Batch the configuration synchronisation process.

The Problem

There is a concern that the configuration synchronisation process could potentially cause php to exceed the execution time limit or to exhaust its memory limit.

The rough outline as to how the sync worked is:

  1. Build the storage comparer.

    When accessing the page we scan through all the files in the staging directory. Files which are the same as their counterparts in the active config are ignored. Files which differ or don't have counterparts are added to a list of files to write. Files in the active config which don't have a counterpart in the stage are added to a list to delete.
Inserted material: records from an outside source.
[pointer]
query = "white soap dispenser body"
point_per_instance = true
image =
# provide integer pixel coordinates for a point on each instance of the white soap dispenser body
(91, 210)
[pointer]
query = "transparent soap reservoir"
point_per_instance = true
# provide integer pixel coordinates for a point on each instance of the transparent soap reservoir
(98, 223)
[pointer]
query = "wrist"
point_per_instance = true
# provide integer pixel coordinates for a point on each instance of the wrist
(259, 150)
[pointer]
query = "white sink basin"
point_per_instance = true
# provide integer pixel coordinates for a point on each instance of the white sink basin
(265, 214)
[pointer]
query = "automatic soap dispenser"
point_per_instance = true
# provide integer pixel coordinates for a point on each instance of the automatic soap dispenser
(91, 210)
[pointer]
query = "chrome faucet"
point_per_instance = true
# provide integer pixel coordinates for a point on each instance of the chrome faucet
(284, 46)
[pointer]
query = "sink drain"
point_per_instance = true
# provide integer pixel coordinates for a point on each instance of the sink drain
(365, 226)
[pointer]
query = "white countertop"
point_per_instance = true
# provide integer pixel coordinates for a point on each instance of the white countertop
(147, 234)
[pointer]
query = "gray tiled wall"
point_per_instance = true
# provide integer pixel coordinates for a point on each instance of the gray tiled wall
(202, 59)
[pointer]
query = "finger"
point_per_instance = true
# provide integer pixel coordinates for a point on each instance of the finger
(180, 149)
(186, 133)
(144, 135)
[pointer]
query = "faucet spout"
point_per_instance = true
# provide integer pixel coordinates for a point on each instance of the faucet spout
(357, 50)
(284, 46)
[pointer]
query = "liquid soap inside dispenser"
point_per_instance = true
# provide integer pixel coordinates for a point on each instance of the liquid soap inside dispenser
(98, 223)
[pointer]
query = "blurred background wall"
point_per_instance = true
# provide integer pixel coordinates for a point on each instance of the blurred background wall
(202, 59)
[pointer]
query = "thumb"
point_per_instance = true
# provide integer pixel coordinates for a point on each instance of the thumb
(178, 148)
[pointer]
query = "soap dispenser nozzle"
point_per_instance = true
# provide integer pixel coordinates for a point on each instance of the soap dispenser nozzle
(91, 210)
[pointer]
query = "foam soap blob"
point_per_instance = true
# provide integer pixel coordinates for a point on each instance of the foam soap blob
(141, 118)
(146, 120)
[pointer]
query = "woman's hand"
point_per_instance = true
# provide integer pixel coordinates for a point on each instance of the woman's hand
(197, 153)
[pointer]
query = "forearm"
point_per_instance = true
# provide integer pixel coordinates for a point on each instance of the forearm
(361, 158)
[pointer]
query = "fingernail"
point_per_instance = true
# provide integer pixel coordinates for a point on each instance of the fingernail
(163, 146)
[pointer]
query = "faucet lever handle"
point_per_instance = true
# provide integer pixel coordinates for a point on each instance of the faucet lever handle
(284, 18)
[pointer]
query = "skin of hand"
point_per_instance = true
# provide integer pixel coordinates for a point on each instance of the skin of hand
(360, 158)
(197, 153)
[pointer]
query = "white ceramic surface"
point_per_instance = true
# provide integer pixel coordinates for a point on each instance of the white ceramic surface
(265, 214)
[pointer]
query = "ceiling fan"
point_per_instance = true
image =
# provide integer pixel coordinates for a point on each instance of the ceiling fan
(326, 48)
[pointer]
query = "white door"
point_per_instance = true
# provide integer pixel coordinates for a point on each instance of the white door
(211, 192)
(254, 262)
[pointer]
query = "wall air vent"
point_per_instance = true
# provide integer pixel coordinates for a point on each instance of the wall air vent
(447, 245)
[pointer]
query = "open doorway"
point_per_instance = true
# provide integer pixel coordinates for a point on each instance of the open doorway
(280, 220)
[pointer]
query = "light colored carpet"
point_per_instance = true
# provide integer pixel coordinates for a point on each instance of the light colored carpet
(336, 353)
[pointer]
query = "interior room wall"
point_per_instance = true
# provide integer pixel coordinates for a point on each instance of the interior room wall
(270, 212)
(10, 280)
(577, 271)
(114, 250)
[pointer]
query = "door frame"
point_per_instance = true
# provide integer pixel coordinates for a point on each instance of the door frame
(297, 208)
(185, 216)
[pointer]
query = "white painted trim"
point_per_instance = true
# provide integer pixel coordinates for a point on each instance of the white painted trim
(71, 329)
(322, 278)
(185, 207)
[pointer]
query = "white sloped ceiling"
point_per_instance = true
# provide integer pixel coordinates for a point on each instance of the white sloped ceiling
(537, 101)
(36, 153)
    The comparison of the files which are present in both staging and active is done by parsing both files into PHP and comparing the objects for equivalence. Presumably we do this, rather than comparing the files directly, because simple re-orderings of variables shouldn't count as being different.

    Each file is loaded in its entirety and the process will fall over if the file size is greater than PHP's memory limit. YAML does lend itself to partial loading so this might be addressable.

    Once the files have been compared the variables are destroyed and the memory is freed.

    In theory the list of changes files could exceed PHPs memory limit but this seems unlikely. It is possible though that the number of files could reach the point where file IO time could cause PHP to exceed the execution time limit. Therefore this is a candidate for being batched also - we may also want to cache the result so that the user doesn't have to sit through a batch process every time they access the sync page.

  2. Show change summary.

    The storage comparer is used to build a change summary. At this point the user has to click continue to proceed.

  3. Prioritise the change set.

    Fire a prioritise event which allows modules to order the change set if necessary. For example system config tends to be handled earlier.

  4. Validate the changes

    Fire a validate event to allow modules to validate the changes.

    There doesn't seem to be any easy way to batch this process or any other event so responsibility will have to devolve to the individual modules to batch potentially long running actions here. Question: can we start a batch process from an active batch process? In theory it should be fine but should check.

  5. Attempt to lock the sync process.

    This is probably the cheapest of the set up operations so should probably happen earlier.

  6. Invoke configuration owners

    Give modules the opportunity to take over the import process. We actually pass a copy of the old and new config at this step which means we're doing two more file loads here for each changed file. Again making it a good candidate for being in a batch.

  7. Handle any other configuration changes

    We load the config entity for each item in the change list and delete the entities which are not present in staging and overwrite the active configurations of the ones that are.

    Presumably we load and write in this way rather than just copying the directory across as the configuration storage system is plugable and so not necessarily file based.

    Again this is quite an intensive IO task and will probably need to be batched.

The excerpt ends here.